Funded by the Veterans Administration, members of Mauch Laboratories in Ohio worked on both musical optophones and spelled-speech recognition machines from the 1950s into the 1970s. One of their many devices, the Visotactor, was a direct-translator with vibro-tactile output for four fingers. Another, the Visotoner, was a portable nine-channel optophone. All of the Mauch machines were tested by Harvey Lauer, a technology transfer specialist for the Veterans Administration for over thirty years, himself blind. Below is an excerpt from a Visotoner demonstration, recorded by Lauer in 1971.
Visotoner demonstration. Original 7” open reel tape in author’s possession. With thanks to Harvey Lauer for sharing items from his impressive collection and for collaborating with the author over many years.
Later on the same tape, Lauer discusses using the Visotoner to read mail, identify currency, check over his own typing, and read printed charts or graphics. He achieved reading speeds of 40 words per minute with the device. Lauer has also told me that he prefers the sound of the Visotoner to that of other optophone models—he compares its sound to Debussy, or the music for dream sequences in films.
Mauch also developed a spelled speech OCR machine called the Cognodictor, which was similar to the RCA model but made use of synthetic speech. In the recording below, Lauer demonstrates this device by reading a print-out about IBM fonts. He simultaneously reads the document with the Visotoner, which reveals glitches in the Cognodictor’s spelling.
Original 7” open reel tape in the author’s possession. With thanks to Harvey Lauer.
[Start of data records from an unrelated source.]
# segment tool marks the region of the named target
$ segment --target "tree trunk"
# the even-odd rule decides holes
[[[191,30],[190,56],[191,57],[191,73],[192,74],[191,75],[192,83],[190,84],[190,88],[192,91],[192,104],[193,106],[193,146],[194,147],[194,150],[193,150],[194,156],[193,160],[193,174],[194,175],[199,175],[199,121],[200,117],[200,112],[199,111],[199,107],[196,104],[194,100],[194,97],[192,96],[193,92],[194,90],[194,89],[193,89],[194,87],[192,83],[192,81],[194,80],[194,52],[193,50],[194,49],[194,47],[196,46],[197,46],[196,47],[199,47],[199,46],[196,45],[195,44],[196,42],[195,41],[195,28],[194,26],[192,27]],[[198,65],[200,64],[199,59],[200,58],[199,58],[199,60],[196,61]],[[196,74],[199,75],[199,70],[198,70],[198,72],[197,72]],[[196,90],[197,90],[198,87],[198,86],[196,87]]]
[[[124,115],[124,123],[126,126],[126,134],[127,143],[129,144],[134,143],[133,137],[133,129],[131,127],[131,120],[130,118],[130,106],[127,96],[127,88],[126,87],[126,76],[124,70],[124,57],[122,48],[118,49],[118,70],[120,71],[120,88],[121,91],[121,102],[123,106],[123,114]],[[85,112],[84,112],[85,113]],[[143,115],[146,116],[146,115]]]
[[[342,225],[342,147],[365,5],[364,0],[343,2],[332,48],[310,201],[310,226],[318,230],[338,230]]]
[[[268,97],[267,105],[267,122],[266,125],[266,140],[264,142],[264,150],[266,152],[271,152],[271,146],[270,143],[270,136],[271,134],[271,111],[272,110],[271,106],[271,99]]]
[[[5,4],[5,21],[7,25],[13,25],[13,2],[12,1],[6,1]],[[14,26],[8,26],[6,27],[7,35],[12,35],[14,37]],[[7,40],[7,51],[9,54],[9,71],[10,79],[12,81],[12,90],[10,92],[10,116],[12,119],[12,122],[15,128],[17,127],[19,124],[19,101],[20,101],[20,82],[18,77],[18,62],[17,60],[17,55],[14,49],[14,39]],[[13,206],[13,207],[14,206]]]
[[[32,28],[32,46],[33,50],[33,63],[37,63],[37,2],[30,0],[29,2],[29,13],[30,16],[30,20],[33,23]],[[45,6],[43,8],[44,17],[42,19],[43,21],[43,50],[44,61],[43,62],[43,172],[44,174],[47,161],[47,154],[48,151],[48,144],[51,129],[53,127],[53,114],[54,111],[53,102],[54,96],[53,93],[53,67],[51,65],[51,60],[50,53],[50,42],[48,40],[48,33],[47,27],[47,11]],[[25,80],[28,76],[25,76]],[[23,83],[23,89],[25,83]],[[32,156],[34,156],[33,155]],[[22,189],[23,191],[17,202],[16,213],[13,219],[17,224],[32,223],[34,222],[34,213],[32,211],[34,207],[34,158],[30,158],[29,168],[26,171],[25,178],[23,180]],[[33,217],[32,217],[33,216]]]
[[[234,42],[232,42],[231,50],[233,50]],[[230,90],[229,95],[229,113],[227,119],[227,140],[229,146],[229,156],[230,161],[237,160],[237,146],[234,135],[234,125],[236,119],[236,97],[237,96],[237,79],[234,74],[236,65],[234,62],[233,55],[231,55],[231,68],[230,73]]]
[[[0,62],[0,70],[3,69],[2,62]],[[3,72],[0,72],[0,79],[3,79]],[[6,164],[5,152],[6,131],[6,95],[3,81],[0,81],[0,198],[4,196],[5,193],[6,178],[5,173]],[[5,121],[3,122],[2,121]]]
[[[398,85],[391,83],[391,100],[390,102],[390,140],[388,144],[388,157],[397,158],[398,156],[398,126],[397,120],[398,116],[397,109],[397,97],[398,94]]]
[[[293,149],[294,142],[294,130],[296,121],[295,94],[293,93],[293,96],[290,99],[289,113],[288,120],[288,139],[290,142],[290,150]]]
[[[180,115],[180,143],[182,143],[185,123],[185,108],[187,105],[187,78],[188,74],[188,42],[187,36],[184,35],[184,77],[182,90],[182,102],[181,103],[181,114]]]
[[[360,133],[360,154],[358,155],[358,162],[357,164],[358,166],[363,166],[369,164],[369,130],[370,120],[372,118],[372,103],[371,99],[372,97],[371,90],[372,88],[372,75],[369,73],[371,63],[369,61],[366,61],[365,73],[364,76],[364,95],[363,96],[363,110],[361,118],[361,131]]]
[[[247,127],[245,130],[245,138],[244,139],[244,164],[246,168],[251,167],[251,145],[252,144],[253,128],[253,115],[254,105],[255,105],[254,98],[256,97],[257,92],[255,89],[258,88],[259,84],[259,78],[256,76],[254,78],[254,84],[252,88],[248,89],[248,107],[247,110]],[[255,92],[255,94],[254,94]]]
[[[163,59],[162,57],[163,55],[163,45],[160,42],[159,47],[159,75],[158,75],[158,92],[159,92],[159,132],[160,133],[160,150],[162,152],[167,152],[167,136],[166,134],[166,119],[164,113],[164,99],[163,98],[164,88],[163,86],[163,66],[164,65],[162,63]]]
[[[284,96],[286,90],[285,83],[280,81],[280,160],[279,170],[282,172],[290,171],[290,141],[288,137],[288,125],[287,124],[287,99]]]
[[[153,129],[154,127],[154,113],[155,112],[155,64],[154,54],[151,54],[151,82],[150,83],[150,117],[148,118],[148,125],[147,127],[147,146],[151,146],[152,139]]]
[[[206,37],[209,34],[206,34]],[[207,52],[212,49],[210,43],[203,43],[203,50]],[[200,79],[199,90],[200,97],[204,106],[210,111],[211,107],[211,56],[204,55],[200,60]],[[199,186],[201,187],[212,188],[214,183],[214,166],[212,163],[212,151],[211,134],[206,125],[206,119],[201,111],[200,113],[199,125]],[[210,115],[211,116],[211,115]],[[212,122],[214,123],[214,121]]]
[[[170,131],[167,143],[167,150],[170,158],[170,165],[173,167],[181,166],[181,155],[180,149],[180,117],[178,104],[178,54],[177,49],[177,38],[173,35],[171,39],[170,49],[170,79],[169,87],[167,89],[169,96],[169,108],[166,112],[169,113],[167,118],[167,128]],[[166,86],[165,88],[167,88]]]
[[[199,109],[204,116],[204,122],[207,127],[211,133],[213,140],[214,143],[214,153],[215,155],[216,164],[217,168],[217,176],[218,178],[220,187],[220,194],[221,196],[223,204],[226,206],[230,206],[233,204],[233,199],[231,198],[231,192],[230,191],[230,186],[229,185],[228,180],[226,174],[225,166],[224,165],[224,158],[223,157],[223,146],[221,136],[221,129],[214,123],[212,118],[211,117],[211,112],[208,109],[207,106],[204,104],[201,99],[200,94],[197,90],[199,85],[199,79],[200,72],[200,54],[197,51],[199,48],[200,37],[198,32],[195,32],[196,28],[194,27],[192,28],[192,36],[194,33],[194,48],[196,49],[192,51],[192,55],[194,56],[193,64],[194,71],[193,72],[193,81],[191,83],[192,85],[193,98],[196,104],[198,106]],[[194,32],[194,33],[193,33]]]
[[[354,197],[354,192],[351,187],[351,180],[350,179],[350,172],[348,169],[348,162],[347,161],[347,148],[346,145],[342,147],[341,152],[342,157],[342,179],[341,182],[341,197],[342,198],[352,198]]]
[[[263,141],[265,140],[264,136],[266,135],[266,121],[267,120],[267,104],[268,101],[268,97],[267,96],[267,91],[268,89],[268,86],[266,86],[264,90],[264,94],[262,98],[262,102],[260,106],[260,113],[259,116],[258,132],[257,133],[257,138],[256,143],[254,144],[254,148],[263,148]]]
In 1972, at the request of Lauer and other blind reading machine users, Mauch assembled a stereo-optophone with ten channels, called the Stereotoner. This device was distributed through the VA but never marketed, and most of the documentation exists in audio format, specifically in sets of training tapes that were made for blinded veterans who were the test subjects. Some promotional materials, such as the short video below, were recorded for sighted audiences—presumably teachers, rehabilitation specialists, or funding agencies.
Mauch Stereo Toner from Sounding Out! on Vimeo.
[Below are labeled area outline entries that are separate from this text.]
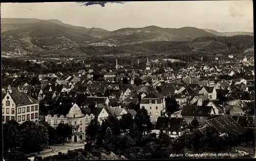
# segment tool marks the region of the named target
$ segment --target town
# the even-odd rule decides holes
[[[117,58],[115,68],[99,70],[82,62],[85,69],[74,73],[3,73],[4,150],[21,147],[23,153],[47,160],[167,158],[173,153],[232,150],[253,155],[253,58],[216,57],[177,70],[166,66],[168,60],[145,59],[131,66]],[[68,151],[68,145],[75,151]],[[164,151],[157,155],[159,146]],[[95,153],[101,148],[105,156]],[[87,156],[77,156],[81,149]]]
[[[1,10],[3,161],[255,157],[251,1]]]

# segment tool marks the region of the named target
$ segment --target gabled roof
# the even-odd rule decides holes
[[[184,118],[159,117],[155,129],[169,131],[179,131],[186,125],[187,124]]]
[[[148,94],[145,97],[144,97],[143,99],[159,99],[164,97],[162,94],[159,93],[157,92],[153,91],[151,93]]]
[[[84,100],[84,104],[94,104],[96,102],[97,104],[104,104],[108,97],[87,97]]]
[[[255,128],[255,116],[233,116],[232,118],[245,128]]]
[[[32,97],[16,90],[12,90],[9,94],[17,106],[39,103],[39,101]]]
[[[185,105],[181,111],[181,115],[209,116],[212,106]]]
[[[205,123],[215,128],[220,134],[229,132],[236,136],[240,136],[247,131],[246,129],[237,123],[228,115],[206,120],[202,127]]]

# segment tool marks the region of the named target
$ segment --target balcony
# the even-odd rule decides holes
[[[80,134],[82,134],[83,133],[83,132],[82,132],[82,131],[79,131],[79,132],[73,132],[73,135],[80,135]]]
[[[80,125],[72,125],[72,128],[79,128]]]

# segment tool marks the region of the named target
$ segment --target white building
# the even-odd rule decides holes
[[[39,101],[32,97],[11,89],[8,86],[7,92],[2,91],[2,122],[10,120],[22,123],[27,120],[38,123]]]
[[[92,112],[80,108],[76,103],[61,104],[46,117],[46,122],[55,128],[60,123],[71,125],[73,135],[66,140],[68,142],[82,142],[88,137],[86,129],[91,121],[96,118],[101,124],[109,116],[105,108],[98,106],[97,104]]]
[[[156,122],[161,113],[165,112],[164,96],[160,93],[153,92],[143,97],[140,105],[140,108],[144,107],[151,117],[151,121]]]

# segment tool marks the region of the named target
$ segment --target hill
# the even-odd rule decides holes
[[[203,30],[185,27],[180,29],[149,26],[142,28],[124,28],[106,33],[93,44],[123,45],[151,41],[185,41],[204,36],[216,36]]]
[[[210,29],[202,29],[202,30],[204,30],[205,31],[208,33],[211,33],[215,35],[220,36],[233,36],[239,35],[253,36],[253,33],[251,33],[251,32],[235,32],[221,33],[213,30],[210,30]]]
[[[18,50],[20,54],[32,55],[30,56],[55,57],[56,55],[84,57],[228,52],[231,47],[232,50],[238,47],[232,46],[237,40],[248,43],[248,46],[253,41],[252,36],[242,37],[248,39],[247,40],[232,36],[224,40],[217,36],[224,34],[221,33],[192,27],[170,29],[152,25],[110,32],[100,28],[76,26],[56,19],[34,18],[2,18],[1,25],[2,54],[11,52],[8,55],[11,56],[17,55]],[[239,43],[236,45],[241,46]]]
Video courtesy of Harvey Lauer.
Mary Jameson corresponded with Lauer about the stereotoner, via tape and braille, in the 1970s. In the braille letter pictured below she comments, “I think that stereotoner signals are the clearest I have heard.”
In 1973, with the marketing of the Kurzweil Reader, funding for direct translation optophones ceased. The Kurzweil Reader was advertised as the first machine capable of multi-font OCR; it was made up of a digital computer and flatbed scanner and it could recognize a relatively large number of typefaces. Kurzweil recalls in his book The Age of Spiritual Machines that this technology quickly transferred to Lexis-Nexis as a way to retrieve information from scanned documents. As Lauer explained to me, the abandonment of optophones was a serious problem for people with print disabilities: the Kurzweil Readers were expensive ($10,000-$50,000 each); early models were not portable and were mostly purchased by libraries. Despite being advertised as omnifont readers, they could not in fact recognize most printed material. The very fact of captchas speaks to the continued failures of perfect character recognition by machines. And, as the “familiarization tapes” distributed to blind readers indicate, the early synthetic speech interface was not transparent—training was required to use the Kurzweil machines.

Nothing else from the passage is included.